UV-C sensitivity measurement
When you use water for drinking or in critical (production) processes, in terms of clean and safe water only 100% certainty counts. By monitoring the flow through and UV-C intensity in the UV-C system, you can guarantee the operational safety of your disinfection system. This allows for optimization of energy consumption and guarantees safety. If the system deviates from the set certified/validated working range, the system can generate alarms and the water flow can be shut off.

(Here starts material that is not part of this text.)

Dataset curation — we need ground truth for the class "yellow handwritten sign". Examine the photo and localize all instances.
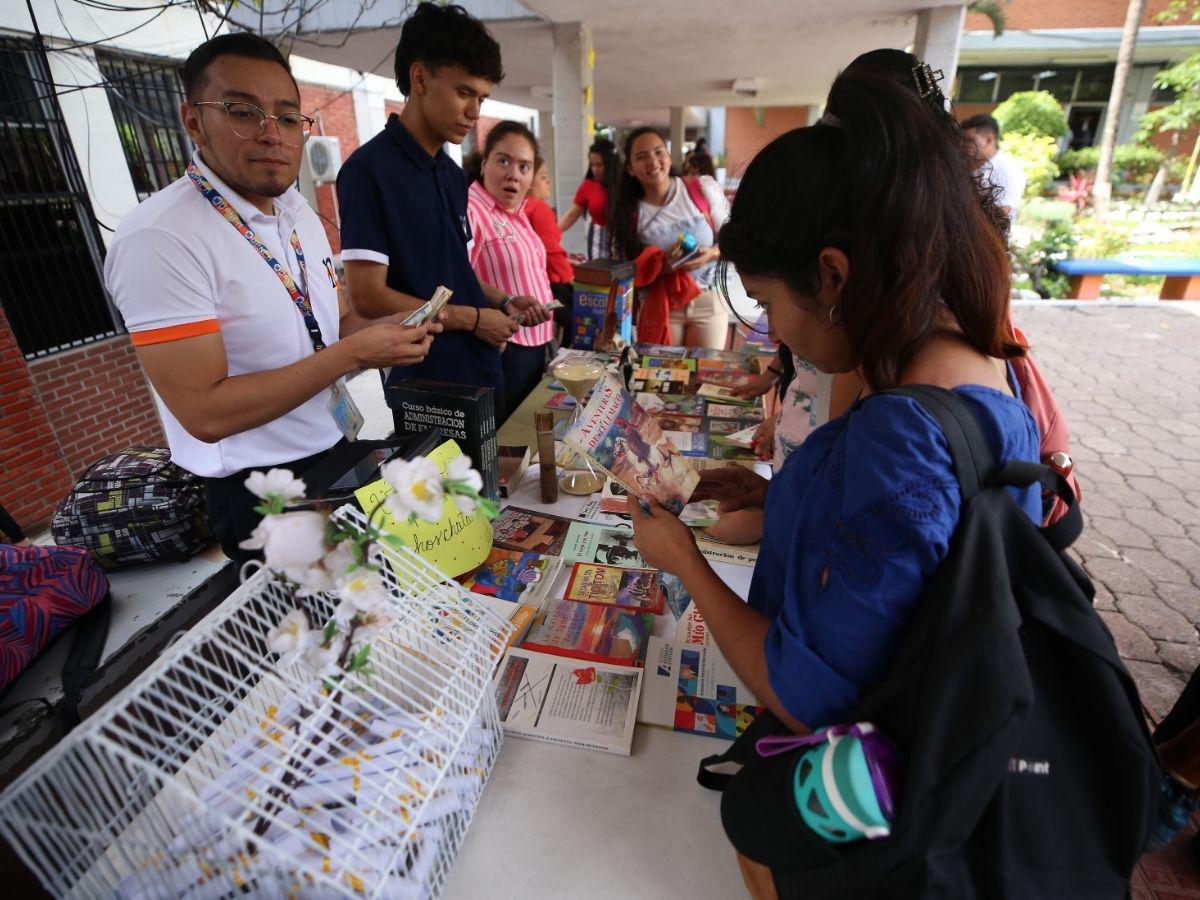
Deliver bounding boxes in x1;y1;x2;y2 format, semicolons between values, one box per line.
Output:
354;440;492;578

Measurement of performance
Measurement of performance is about continuously verifying that the system is operating as designed and that microbial safety is maintained over time. Monitoring takes place at two complementary levels: operational monitoring of the UV system itself, and analytical verification of biological performance in the treated water. In this article we focus on operational monitoring.
Monitoring during system operation
In UV-C systems, disinfection performance depends directly on delivered dose. Dose is a function of UV intensity and exposure time. UV intensity is determined by lamp output and water quality. Exposure time is determined by flow rate and reactor hydraulics. Therefore, operational monitoring focuses on 3 parameters:
1 UV-C intensity
2 Temperature management
3 Electronical monitoring

1. UV-C intensity measurement
The core measurement in modern UV systems is the UV intensity sensor. This sensor measures the actual UV-C irradiance inside the reactor under operating conditions. It is calibrated to reflect the germicidal wavelength range and compensates for fouling and aging effects. The measured value is continuously compared to a validated setpoint. If intensity drops below a defined threshold, alarms are triggered. These alarms can be tiered, for example:
- Warning alarm at reduced intensity indicating lamp aging, contamination or fouling
- Critical alarm when the minimum validated intensity is no longer measured and dose can’t be guaranteed
- Automatic shut-off or diversion when dose compliance cannot be ensured

Many systems also include dump valves or diversion valves. When a critical alarm occurs — for example low UV intensity, lamp failure, or power interruption — the system can automatically divert untreated water away from the distribution line. This prevents potentially under-treated water from reaching downstream processes or users. In validated installations, this fail-safe concept is a central compliance feature.
2. Temperature protection
Temperature protection is an additional operational safeguard. UV lamps operate within a defined temperature window for stable output and lifetime. Excessive temperature may damage components or reduce output. Therefore temperature sensors are often integrated into the reactor. If temperature exceeds safe limits, the system can reduce power, shut down, or trigger alarms to prevent unsafe operation.

3. Electrical monitoring
Electrical monitoring through the lamp ballast or power supplies provides another layer of control. Modern electronic ballasts continuously monitor lamp current, voltage, ignition behavior and operating stability. Deviations indicate lamp end-of-life, failure, or electrical malfunction. These parameters are logged and can generate remote alarms. Remote access allows operators to monitor system status in real time, review trends, and intervene before performance drops below validated conditions.

Conclusion
This combination of UV sensor feedback, temperature protection, electrical diagnostics and automated diversion creates a closed control loop that protects dose delivery during operation.
The measured UV-C intensity can be affected by the aging of the lamp(s), the transmittance of the water, the water temperature (in case of low pressure lamps) and fouling of the quartz sleeves and/or measuring window of the UV sensor. In case lamp power control is used the UV sensor is essential to monitor and control the process. Depending on you process a low UV-C intensity alarm, in case the setpoint is not reached, can be used the signal the operator and stay in operation or stop the process.